There has been a lot of movement on work towards improving the lives of Boys and Men of Color (BMoC) since the announcement of the My Brothers Keeper (MBK) initiative by President Obama back in 2014. However, nationally, this work often does not adequately encompass the experiences of Asian and Pacific Islander young men, if at all. At a local level, AYPAL has been representing for the API voice around BMoC issues and the city’s MBK initiative through our participation with the Alliance for BMoC convened by Urban Strategies Council. AYPAL organized a convening along with the Offices of Assembly Members Tony Thurmond, and Rob Bonta, Alameda County Supervisors Keith Carson, and Wilma Chan, and numerous community organizations to inform policy makers, foundation leaders, and community members about the unique issues facing BMoC in our communities. AYPAL alum Sou Saechao, and Spencer Pulu spoke movingly on a panel that took audience members through the migration/immigration, to education, to incarceration, to deportation, to re-entry pipeline moderated by community leader and AYPAL advisory board member Eddy Zheng of the Asian Prisoner Support Committee. Survey data was also presented to emphasize the need for disaggregated data for better understanding the needs of our community, which has become increasingly made visible by Banteay Srei, AYPAL, and The Spot Youth Center staff and youth through presentations of the data to decision makers like these. Special thanks to Mina Sanchez of the Asian Community Collaborative of Alameda County, and to the Oakland Public Education Fund, and The California Endowment, for support of AYPAL’s work with / for API young men.

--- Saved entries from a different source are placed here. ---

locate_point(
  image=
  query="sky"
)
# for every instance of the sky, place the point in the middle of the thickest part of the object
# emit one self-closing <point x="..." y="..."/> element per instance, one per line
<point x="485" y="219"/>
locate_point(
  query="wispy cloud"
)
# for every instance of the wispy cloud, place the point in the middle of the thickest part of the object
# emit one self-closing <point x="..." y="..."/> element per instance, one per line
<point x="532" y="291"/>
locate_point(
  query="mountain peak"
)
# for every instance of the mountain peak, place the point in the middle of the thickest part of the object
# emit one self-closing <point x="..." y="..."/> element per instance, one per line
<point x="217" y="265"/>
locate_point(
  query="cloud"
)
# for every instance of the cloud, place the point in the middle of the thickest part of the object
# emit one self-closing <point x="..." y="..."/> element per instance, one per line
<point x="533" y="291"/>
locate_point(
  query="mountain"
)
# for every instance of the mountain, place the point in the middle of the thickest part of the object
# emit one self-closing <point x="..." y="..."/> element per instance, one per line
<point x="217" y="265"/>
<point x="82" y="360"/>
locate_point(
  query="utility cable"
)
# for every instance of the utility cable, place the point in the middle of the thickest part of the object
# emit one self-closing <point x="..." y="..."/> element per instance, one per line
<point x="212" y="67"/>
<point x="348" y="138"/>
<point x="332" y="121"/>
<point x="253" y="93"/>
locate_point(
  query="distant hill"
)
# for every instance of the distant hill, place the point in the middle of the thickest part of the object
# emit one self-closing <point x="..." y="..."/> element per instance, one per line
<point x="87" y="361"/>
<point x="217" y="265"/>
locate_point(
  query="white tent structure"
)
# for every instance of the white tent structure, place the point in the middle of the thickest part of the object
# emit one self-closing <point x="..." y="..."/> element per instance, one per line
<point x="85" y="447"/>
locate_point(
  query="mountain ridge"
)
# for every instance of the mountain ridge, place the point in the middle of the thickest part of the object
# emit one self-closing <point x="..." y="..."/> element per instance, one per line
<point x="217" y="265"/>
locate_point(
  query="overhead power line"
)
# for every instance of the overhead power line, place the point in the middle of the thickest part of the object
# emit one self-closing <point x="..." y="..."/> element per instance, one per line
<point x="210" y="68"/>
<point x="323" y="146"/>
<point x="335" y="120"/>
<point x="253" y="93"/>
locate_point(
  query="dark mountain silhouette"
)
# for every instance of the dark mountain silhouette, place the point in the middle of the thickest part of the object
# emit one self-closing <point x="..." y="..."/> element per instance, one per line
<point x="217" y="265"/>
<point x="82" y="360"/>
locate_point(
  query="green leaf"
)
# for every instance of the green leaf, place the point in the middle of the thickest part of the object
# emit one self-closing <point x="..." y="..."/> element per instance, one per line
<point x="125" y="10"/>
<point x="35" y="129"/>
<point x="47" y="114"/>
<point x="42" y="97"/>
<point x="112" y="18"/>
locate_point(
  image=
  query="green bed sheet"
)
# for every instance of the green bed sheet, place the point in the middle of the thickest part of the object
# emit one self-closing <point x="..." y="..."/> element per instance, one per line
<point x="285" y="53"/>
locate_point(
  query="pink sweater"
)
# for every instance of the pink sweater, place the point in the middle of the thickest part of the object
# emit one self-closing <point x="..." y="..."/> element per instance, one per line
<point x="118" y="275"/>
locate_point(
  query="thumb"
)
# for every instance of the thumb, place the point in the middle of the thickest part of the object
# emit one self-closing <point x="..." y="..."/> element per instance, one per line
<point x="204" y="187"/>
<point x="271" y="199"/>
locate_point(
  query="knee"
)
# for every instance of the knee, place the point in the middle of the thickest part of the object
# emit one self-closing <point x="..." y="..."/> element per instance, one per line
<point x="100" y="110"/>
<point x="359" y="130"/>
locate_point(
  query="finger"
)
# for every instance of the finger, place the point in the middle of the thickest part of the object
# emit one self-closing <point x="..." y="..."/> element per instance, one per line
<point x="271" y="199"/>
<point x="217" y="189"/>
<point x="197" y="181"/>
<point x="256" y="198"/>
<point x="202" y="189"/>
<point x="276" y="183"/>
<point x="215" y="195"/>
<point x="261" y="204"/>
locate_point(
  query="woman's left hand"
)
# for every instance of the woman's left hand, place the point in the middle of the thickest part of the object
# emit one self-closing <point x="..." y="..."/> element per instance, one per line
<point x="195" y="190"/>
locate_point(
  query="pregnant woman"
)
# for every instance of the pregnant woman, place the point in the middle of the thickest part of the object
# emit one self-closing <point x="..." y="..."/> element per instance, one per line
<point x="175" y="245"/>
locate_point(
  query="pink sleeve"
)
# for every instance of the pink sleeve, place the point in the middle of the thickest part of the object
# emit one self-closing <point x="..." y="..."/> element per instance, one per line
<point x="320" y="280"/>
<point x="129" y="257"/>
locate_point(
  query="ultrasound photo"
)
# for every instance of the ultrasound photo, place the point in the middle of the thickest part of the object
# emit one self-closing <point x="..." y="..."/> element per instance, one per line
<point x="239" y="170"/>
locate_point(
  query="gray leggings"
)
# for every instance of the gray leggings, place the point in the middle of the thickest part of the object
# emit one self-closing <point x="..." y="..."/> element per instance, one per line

Watch it on TV! Follow the link and click on the first agenda item to stream! KTOP coverage of our presentation HERE
Asian Americans and Pacific Islanders face particular challenges when it comes to having our experiences made visible. Together, in partnership with The Spot Youth Center and Banteay Srei, we conducted a culture and climate survey of 500 API identified youth in Oakland in an effort to tell our stories more accurately, and from our own community’s perspective. On March 22nd, youth presented our survey findings and made recommendations to Oakland’s Life Enrichment Committee as invited by District 2 Council Member Abel Guillen. Our goal with this project is to shed light on the issues facing APIs, particularly Southeast Asian youth, who are often systematically left out of the conversation by city-wide data tracking that is not disaggregated by API sub-ethnicity. This is a core institutional issue that prevents all underrepresented communities from being seen and heard! We will continue to push for a response from the City and the Oakland Unified School District, backing statewide action towards improved data collection and reporting, while simultaneously creating space for youth to share their stories and make policy recommendations to decision makers.